One theme that is present in Doris Lessing's "Through the Tunnel" is the attainment of independence.
Jerry is an eleven-year old boy who is the only child of a widow. While he and his mother are on holiday together, Jerry yearns to be more like the older boys that he observes away from the beach where he usually goes with his mother. One day he suddenly blurts, "I'd like to go and have a look at those rocks down there." When she hears her son's words, the mother worries that she has possibly been too possessive, keeping him with her all the time. So, she gives her permission.

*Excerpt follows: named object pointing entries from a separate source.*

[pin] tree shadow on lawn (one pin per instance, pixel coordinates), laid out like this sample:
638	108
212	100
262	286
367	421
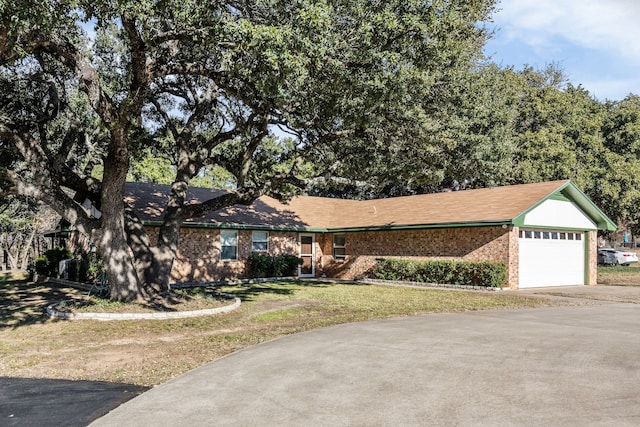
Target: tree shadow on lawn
25	303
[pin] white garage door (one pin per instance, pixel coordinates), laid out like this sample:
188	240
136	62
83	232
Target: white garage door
551	258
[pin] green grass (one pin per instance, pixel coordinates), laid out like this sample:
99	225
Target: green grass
149	352
619	275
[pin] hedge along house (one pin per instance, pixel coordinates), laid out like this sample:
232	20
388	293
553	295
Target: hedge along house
545	233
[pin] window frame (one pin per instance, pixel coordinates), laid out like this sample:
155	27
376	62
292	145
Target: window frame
254	241
342	247
223	246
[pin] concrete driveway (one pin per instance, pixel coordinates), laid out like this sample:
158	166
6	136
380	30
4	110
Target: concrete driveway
554	366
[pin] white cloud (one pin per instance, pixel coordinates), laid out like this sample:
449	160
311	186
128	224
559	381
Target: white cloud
603	25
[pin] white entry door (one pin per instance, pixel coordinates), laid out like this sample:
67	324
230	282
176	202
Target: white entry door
307	253
551	258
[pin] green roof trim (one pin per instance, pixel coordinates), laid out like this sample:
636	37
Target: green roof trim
569	192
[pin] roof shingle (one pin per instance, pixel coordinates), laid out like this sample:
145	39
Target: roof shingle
499	204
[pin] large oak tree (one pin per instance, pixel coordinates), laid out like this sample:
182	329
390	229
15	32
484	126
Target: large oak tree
86	85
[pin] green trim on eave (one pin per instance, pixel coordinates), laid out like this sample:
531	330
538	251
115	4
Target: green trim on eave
587	251
570	192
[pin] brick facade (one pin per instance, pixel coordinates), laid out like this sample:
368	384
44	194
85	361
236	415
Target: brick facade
199	251
199	254
462	244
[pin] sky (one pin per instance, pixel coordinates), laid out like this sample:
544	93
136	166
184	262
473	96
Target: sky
595	42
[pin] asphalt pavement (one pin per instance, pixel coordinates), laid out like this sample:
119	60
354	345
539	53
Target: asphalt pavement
554	366
51	402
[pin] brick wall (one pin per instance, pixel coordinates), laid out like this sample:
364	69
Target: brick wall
464	244
199	251
199	254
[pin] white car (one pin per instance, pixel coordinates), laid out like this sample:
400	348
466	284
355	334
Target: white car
610	256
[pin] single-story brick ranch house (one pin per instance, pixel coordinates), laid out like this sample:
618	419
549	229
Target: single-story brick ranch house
546	233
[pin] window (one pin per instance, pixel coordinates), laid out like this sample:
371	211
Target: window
339	249
260	241
228	244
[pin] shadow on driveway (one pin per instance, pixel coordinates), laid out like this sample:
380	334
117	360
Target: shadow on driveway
35	402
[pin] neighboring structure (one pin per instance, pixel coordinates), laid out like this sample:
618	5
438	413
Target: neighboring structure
546	233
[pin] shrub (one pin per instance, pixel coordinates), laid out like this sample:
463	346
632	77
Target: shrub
265	265
461	273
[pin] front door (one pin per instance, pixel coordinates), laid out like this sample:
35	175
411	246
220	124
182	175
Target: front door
307	253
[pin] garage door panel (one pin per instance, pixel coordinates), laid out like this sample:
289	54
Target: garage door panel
551	262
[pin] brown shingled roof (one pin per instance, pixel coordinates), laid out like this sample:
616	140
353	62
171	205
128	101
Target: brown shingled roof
499	204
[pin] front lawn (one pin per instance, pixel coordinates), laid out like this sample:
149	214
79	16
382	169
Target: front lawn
619	275
149	352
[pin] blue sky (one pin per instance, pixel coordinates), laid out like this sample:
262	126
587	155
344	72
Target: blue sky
596	42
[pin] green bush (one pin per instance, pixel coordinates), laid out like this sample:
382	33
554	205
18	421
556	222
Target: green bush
47	263
461	273
265	265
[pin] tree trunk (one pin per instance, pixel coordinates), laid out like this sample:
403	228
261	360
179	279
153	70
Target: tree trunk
24	257
116	254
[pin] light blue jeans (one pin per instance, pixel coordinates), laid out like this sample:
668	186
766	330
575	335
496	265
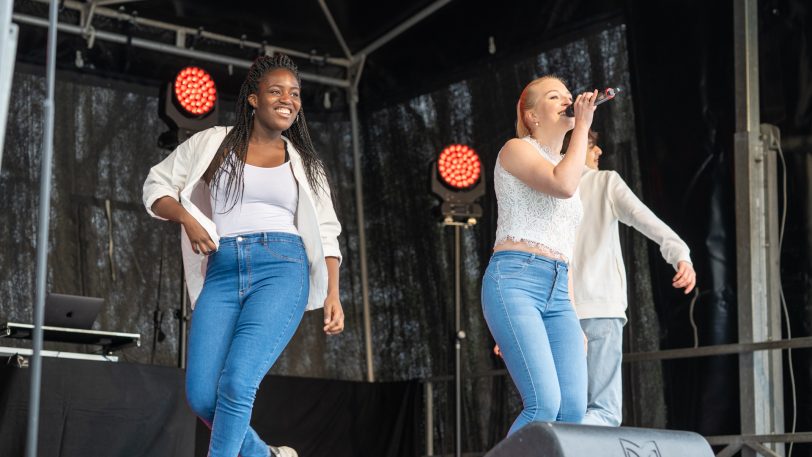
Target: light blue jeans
529	313
605	391
252	301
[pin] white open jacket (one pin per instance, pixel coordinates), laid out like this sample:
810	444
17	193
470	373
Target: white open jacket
599	275
180	176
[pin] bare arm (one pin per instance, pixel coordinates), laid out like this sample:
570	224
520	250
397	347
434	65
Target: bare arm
522	160
333	312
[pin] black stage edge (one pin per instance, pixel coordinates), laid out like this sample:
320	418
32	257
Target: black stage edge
321	418
91	408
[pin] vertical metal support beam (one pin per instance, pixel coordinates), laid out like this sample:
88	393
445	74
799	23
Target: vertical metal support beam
459	335
42	234
429	394
8	50
352	95
760	373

Jerry observes that the older boys—"men to Jerry"—dive down and swim through a barrier of rock; then, they emerge on the far side. Afterwards, Jerry yearns to be able to perform this manly feat himself. In order to be able to do so, Jerry practices diving down in the water and holding his breath and using goggles that his mother has bought for him. Through his daring perseverance, Jerry can hold his breath long enough to pass through the narrow end of the tunnel:
His lungs were beginning to hurt. A few more strokes and he would be out. . . . He was at the end of what he could do. . . . He must go on into the blackness ahead, or he would drown. . . . He felt he was dying.
Between lapses of unconsciousness, Jerry succeeds in passing through the rocky tunnel.
After this success, Jerry has gained his independence and individual identity. When he sees the boys diving and playing a short distance away, Jerry no longer desires to join them:
He did not want them. He wanted nothing but to get back home and lie down.
Later, since Jerry feels confident in his new manhood, going to the bay is no longer of any interest to him. Jerry is confident in his individualism.